Broadband Roundup: Tesla Cars Ain’t Driverless, Suspicious Bernie Sanders Facebook Posts, ReConnect Awards



Photo of NTSB Chairman Robert Sumwalt by the National Transportation Safety Board

According to a Forbes article by Alan Ohnsman, U.S. safety investigators are calling for greater regulation of Teslas following the release of several investigative reports detailing several Tesla crashes due to the cars faulty autopilot mode.

In March 2018 in Mountain View, California, Walter Huang was playing a game on his phone as his Tesla Model X barreled down the highway. His car’s autopilot mode failed to detect a traffic barrier and crashed head-on into the concrete, killing Huang and trapping two other cars in a vortex of metal.

Investigators of the National Transportation Safety Board, an independent government body, have found fault with the company’s ’partially automated” label  in light of the accidents. They have also proposed pro-active steps Tesla and the Transportation Department should take to save lives from faulty technology.

NTSB Chairman Robert Sumwalt said at the conclusion of a hearing on Tuesday in Washington: “We urge Tesla to work on improving its Autopilot technology and for NHTSA to fulfill its oversight responsibility to ensure that corrective action is taken when necessary. It’s time to stop enabling drivers in any partially automated vehicle to pretend that they have driverless cars. Because they don’t have driverless cars.”

Facebook investigating suspicious posts linked to Bernie Sanders supporters

Facebook is investigating accounts linked to suspicious posts that support Bernie Sanders, according to an article on The Wall Street Journal by Emily Glazer and Dustin Voz.

This news comes after U.S. Intelligence has confirmed that Russian operatives are using information to try to get Bernie Sanders nominated by the Democratic primary.

Facebook has yet to substantiate these claims.

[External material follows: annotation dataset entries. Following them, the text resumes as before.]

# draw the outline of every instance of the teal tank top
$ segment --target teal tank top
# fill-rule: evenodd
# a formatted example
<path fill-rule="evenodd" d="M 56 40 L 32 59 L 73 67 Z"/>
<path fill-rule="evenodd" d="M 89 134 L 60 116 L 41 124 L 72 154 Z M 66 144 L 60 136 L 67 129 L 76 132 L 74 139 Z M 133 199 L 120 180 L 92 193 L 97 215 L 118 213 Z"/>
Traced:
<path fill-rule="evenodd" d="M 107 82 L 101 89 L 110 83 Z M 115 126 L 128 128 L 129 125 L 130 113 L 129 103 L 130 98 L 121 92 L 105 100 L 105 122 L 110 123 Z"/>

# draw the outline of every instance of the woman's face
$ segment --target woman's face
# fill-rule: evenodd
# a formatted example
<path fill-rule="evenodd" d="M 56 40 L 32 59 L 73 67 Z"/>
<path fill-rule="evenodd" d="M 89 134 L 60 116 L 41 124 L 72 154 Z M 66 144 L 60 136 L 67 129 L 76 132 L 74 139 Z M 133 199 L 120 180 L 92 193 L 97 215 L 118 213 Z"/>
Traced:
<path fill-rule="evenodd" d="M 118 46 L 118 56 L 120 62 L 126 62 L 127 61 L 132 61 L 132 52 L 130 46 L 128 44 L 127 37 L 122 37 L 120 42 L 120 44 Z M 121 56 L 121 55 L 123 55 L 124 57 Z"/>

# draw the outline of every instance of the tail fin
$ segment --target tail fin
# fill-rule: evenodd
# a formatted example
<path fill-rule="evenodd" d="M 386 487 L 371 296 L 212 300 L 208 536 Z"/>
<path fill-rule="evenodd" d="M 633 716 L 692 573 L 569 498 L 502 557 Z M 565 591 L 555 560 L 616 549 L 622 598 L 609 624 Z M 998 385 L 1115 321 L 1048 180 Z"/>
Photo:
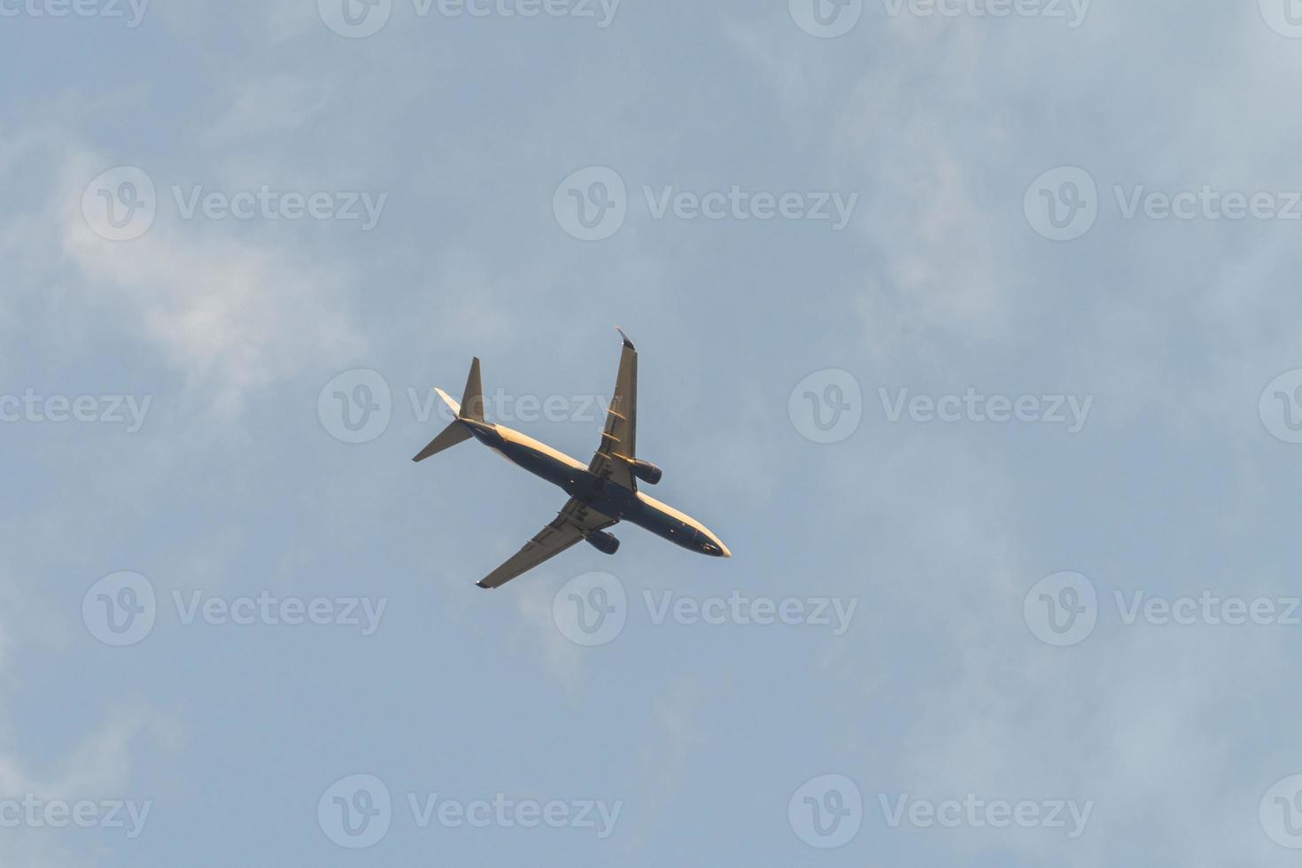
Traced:
<path fill-rule="evenodd" d="M 447 403 L 454 414 L 457 414 L 456 420 L 447 428 L 444 428 L 437 437 L 430 441 L 430 444 L 417 453 L 415 458 L 411 461 L 424 461 L 430 455 L 436 455 L 444 449 L 450 449 L 458 442 L 470 440 L 470 428 L 461 423 L 462 419 L 471 419 L 474 422 L 484 420 L 484 394 L 483 387 L 479 384 L 479 359 L 475 358 L 470 363 L 470 376 L 466 377 L 466 392 L 461 396 L 461 403 L 458 405 L 452 397 L 443 389 L 435 389 L 443 402 Z"/>
<path fill-rule="evenodd" d="M 461 396 L 462 419 L 484 420 L 484 388 L 479 383 L 479 357 L 470 363 L 470 376 L 466 377 L 466 390 Z"/>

“We investigate each credible claim we receive, just as we did in this instance when an outside researcher contacted us,” Facebook spokesman Andy Stone told the Journal. “To date, we have not been able to substantiate the researcher’s claims and we have not been notified by the intelligence community.”

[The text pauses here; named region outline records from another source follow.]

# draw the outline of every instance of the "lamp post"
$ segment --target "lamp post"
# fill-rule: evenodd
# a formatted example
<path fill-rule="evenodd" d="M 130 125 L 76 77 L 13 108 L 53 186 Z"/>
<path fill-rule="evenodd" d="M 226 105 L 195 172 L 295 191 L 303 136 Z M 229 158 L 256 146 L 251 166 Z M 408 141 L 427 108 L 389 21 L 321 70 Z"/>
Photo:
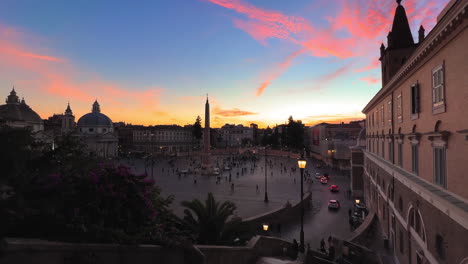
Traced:
<path fill-rule="evenodd" d="M 265 203 L 268 203 L 268 186 L 267 186 L 267 159 L 266 159 L 266 152 L 267 147 L 265 146 Z"/>
<path fill-rule="evenodd" d="M 307 161 L 304 158 L 304 154 L 301 155 L 301 158 L 297 161 L 297 165 L 301 170 L 301 234 L 300 240 L 301 244 L 299 245 L 299 250 L 304 252 L 304 169 L 306 167 Z"/>

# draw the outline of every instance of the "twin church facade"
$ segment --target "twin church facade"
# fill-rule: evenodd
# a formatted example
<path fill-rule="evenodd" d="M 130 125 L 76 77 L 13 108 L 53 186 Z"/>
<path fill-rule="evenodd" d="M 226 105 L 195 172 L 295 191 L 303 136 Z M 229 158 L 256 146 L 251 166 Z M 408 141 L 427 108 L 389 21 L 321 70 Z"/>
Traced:
<path fill-rule="evenodd" d="M 92 155 L 108 158 L 118 154 L 118 138 L 114 133 L 114 125 L 108 116 L 101 113 L 97 100 L 93 103 L 91 112 L 83 115 L 78 122 L 75 122 L 70 104 L 63 114 L 42 120 L 26 104 L 24 98 L 19 100 L 13 88 L 6 104 L 0 105 L 0 125 L 28 128 L 34 138 L 48 142 L 51 146 L 55 146 L 55 137 L 70 135 L 79 138 Z"/>

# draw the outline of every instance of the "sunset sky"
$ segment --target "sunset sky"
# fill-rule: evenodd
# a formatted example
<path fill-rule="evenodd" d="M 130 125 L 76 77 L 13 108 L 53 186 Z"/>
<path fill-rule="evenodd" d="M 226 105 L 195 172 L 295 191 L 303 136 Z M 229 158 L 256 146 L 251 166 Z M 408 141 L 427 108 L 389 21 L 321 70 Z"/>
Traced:
<path fill-rule="evenodd" d="M 403 0 L 417 41 L 448 0 Z M 394 0 L 2 0 L 0 97 L 42 118 L 95 99 L 114 122 L 361 119 Z M 2 101 L 3 102 L 3 101 Z"/>

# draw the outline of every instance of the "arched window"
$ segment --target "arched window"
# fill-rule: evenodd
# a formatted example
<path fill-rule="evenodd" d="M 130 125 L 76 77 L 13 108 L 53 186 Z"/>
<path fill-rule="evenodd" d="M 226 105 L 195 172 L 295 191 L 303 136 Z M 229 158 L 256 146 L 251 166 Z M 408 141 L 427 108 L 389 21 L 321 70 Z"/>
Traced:
<path fill-rule="evenodd" d="M 421 238 L 423 242 L 426 242 L 426 230 L 424 228 L 421 212 L 417 208 L 410 206 L 407 220 L 410 228 L 414 230 L 414 232 Z"/>
<path fill-rule="evenodd" d="M 435 126 L 434 126 L 434 132 L 439 132 L 439 128 L 440 128 L 440 124 L 442 123 L 442 121 L 440 120 L 437 120 Z"/>

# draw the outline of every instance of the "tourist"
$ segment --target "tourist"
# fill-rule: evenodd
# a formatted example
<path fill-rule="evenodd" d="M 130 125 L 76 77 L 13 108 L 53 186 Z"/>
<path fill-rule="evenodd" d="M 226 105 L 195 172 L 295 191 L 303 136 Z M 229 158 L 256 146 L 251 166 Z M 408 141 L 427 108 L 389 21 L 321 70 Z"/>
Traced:
<path fill-rule="evenodd" d="M 320 251 L 322 251 L 323 253 L 327 252 L 325 250 L 325 240 L 323 238 L 322 238 L 322 240 L 320 240 Z"/>
<path fill-rule="evenodd" d="M 293 250 L 293 259 L 297 258 L 297 255 L 299 254 L 299 244 L 297 243 L 296 239 L 293 239 L 293 245 L 292 245 L 292 250 Z"/>

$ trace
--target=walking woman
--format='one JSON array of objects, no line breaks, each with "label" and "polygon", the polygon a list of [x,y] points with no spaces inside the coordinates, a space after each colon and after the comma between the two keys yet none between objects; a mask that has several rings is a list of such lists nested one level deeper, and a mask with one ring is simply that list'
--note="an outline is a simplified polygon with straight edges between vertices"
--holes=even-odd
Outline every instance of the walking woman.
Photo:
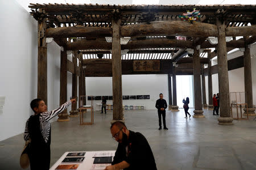
[{"label": "walking woman", "polygon": [[[213,108],[213,115],[218,115],[218,111],[217,110],[217,108],[218,108],[218,101],[217,100],[216,94],[213,95],[213,97],[212,98],[212,101],[213,103],[213,106],[214,107],[214,108]],[[215,111],[216,112],[216,114],[214,114]]]},{"label": "walking woman", "polygon": [[188,107],[188,104],[189,103],[189,98],[188,98],[188,97],[187,97],[186,100],[185,100],[185,98],[184,98],[183,102],[184,103],[183,108],[185,110],[185,114],[186,114],[186,117],[185,117],[185,118],[188,118],[187,114],[188,114],[189,117],[190,117],[191,116],[191,114],[190,114],[190,113],[188,112],[188,109],[189,108]]}]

USDA’s ReConnect grant program makes more awards

The Agriculture Department this week announced the awarding of $9.1 million, $3.3 million, and $2.2 million for broadband in rural communities in South Carolina, Montana, and Nevada, respectively.

The funds were dispersed via USDA’s ReConnect program attempting to shrink the digital divide between rural and non-rural communities.

“High-speed broadband e-Connectivity is critical to increasing access to health care and educational opportunities and strengthening economic development efforts in rural communities,” South Carolina Rural Development State Director Debbie Turbeville said.

“Under the leadership of President Trump and Agriculture Secretary Perdue, USDA is committed to being a strong partner to rural communities in deploying this critical infrastructure, because we know that when rural America thrives, all of America thrives.”

The Reconnect program was passed in 2018. It allocated $600 million to USDA to expand broadband infrastructure and services in rural America. Since last summer, the department has received applications requesting a total of $1.4 billion in funding.